Bense, onları duymamanın mümkün olmadığı ama görmemenin mümkün olduğu bir fiziksel gerçeklikte çaresizce önümdeki gazetenin sayfalarını çeviriyorum. Önümde bir haber: Tek dileği bisiklete binmek olan 3 yaşında bir çocuk, bu dileğini yerine getiremeden kanserden ölmüş. Sonra, hayırseverler bir fon kurmuşlar…
Karadenizli yaşlı adam durmaksızın adaletten söz ediyor. “Hükümetimiz bir şeyler yapacak, göreceksiniz” diyor.
Angajman kurallarını işletmeyi düşünüyorum.
Kalkıp, elimdeki gazeteyi bu ihtiyar budalaya yedirmeyi… Engel olmaya çalışan bir iki kişiyi de yumruklamayı…
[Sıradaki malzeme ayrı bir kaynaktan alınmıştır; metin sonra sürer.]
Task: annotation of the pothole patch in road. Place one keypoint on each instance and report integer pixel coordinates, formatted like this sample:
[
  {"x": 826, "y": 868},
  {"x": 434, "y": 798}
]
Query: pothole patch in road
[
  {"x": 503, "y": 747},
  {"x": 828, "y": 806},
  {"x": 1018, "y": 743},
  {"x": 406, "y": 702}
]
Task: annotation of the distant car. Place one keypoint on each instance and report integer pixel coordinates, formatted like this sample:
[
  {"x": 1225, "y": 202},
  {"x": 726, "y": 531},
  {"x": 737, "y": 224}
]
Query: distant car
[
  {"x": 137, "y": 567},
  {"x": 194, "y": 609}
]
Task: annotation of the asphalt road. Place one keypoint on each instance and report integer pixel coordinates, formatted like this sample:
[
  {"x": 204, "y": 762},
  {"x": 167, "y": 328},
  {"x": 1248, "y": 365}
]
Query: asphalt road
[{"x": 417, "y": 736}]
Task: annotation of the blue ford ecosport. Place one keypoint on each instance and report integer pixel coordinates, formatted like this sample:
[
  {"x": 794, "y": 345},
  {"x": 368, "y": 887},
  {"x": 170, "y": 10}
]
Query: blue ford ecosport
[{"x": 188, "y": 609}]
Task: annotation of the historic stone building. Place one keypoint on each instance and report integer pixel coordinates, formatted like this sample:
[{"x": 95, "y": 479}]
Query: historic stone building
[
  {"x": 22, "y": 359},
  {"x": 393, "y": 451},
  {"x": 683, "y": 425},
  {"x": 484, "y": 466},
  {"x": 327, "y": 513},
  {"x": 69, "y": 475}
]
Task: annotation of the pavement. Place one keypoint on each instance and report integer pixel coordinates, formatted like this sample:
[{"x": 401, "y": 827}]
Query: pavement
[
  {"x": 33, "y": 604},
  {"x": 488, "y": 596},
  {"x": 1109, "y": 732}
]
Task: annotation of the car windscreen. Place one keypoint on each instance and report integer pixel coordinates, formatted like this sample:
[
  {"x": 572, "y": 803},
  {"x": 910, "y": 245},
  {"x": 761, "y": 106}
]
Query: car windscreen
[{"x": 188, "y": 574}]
Anahtar kelimelerden, “hükumet hayranı” olduklarını anladığım grup iktidardan, taraftarı oldukları beceriksiz futbol takımı için “adalet” yani Türkçe, “ayrıcalık” bekliyor.
Onların derdi bu.. Çevrelerinde görebildikleri “adaletsizlik” bu!
Bu memlekette bir şeyler değişsin diye sokağa çıkmış insanlara bu yüzden acıyorum işte. Çıkacak olanlara da bu yüzden yapmayın diyorum işte.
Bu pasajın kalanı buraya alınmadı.